Puis vint une nouvelle contrainte.
Il faut une seconde voiture, dit Capucine, en se rappelant la première.
Tu ne veux plus que je sois ton chauffeur?
Jusqualors, ils travaillaient dans le même immeuble.
On me transfère au siège, répondit Capucine, les épaules détendues. Cest en plein centre. Si tu me ramènes chaque jour, tu seras coincé dans les embouteillages.
Daccord, murmura Guillaume, un brin fataliste. Mais fautil vraiment déménager au siège?
On la déjà fait, rappelait Capucine. Profite tant que la direction sintéresse à toi, prends tout ce quelle offre! Le temps viendra où les jeunes nous remplaceront; il faut senrichir maintenant pour ne pas souffrir du manque dopportunités.
Oui, oui soupira Guillaume.
Le camp sportif reprit son rôle, 40000 euros pour Victor. Capucine pensa que ce serait bénéfique pour la santé du garçon, transféra largent sans hésiter. Ce nétait même pas la moitié de sa prime.
Alors que le thé reposait, les pensées se rangèrent en chaînes plus cohérentes.
Lenvie! sécria la révélation. Cest lenvie ordinaire! Guillaume na jamais quitté son poste de senior manager.
Quarante mille euros, plus de la moitié du salaire de Guillaume, mais pour Capucine cétait évident. Sil ny avait pas dargent, il naurait monté quun seul échelon en quinze ans.
Des souvenirs affluèrent: Guillaume lavait pressée de quitter son emploi pour devenir mère au foyer, ne pas le dépasser. Quand la rupture devint impossible, Guillaume céda à une raison qui le dévora encore davantage.

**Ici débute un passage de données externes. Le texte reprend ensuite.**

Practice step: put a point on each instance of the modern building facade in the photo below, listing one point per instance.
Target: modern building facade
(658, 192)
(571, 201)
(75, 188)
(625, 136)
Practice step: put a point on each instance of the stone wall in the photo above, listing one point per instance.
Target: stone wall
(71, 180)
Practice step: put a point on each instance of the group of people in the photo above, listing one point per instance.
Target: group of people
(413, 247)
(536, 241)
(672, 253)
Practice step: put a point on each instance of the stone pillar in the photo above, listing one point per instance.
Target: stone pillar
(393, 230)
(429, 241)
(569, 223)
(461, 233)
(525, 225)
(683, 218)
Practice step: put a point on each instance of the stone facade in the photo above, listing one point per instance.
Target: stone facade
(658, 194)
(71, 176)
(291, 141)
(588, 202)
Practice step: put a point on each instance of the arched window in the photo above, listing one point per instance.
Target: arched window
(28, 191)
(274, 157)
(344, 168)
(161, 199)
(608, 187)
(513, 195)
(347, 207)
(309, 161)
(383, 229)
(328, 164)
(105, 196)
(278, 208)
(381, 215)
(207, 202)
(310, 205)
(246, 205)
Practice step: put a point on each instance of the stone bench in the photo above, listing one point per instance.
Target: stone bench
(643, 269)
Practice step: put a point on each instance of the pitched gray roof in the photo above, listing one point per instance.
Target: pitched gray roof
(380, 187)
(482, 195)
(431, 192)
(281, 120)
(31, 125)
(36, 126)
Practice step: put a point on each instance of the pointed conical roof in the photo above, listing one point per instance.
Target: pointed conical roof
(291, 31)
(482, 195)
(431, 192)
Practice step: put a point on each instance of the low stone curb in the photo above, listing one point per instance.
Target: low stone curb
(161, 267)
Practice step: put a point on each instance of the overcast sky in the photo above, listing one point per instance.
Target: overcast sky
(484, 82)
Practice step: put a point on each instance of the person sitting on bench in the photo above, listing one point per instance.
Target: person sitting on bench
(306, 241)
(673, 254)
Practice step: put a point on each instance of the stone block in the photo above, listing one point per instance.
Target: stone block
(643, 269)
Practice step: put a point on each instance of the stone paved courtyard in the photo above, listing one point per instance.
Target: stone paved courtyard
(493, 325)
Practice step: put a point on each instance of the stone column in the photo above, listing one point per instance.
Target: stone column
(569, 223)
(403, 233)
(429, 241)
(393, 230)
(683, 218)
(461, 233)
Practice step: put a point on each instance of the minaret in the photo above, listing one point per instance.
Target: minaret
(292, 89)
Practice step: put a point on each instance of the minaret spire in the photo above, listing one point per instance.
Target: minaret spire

Un bruit de clé tournant dans la serrure déchira les pensées de Capucine. Cétait Guillaume. Elle se pencha en arrière, adoptant une posture détendue.
Je suis de retour, déclarail en entrant.
Pour tes affaires? demanda Capucine.
Il la fixa du regard méprisant.
Je rentre à la maison!
Non! sesclaffa Capucine. Tu reviens pour tes affaires! Je ne veux plus vivre avec toi!
Désolé, ditil en se dirigeant vers le canapé.
Non, je ne te pardonne pas! sélevatelle, plus ferme. Tu naurais jamais dû revenir! Tu mas tout dit!
Jai pris ma décision! Je nai plus besoin dun mari qui ne réussit rien, je ne suis pas responsable de tes échecs, je ne suis pas coupable de gagner plus que toi! Jai toujours jonglé entre le travail, la maison, Victor, et toi! Toi, tu rentrais épuisé, tu ne pensais quà ton travail! Ce nest plus important! Rassemble tes affaires et pars!
Tu te crois supérieure maintenant? hurla Guillaume. Tout le monde sait comment tu as gravi tes promotions!
Le thé était déjà froid, le choc aurait été plus fort sil était encore chaud. Guillaume sessuya le visage.
En face dune nouvelle tasse, qui nétait pas encore refroidie, Capucine comprit que lesprit de compétition avait saisi Guillaume dès le début de leur relation. Il vivait pour le dépasser, et plus le fossé grandissait, plus il se détachait de lamour. Mais la question restait: y avaitil réellement de lamour? Elle se le demandait autour dune autre tasse, avant que le thé ne devienne froid, car on boit toujours le thé tant quil est brûlant.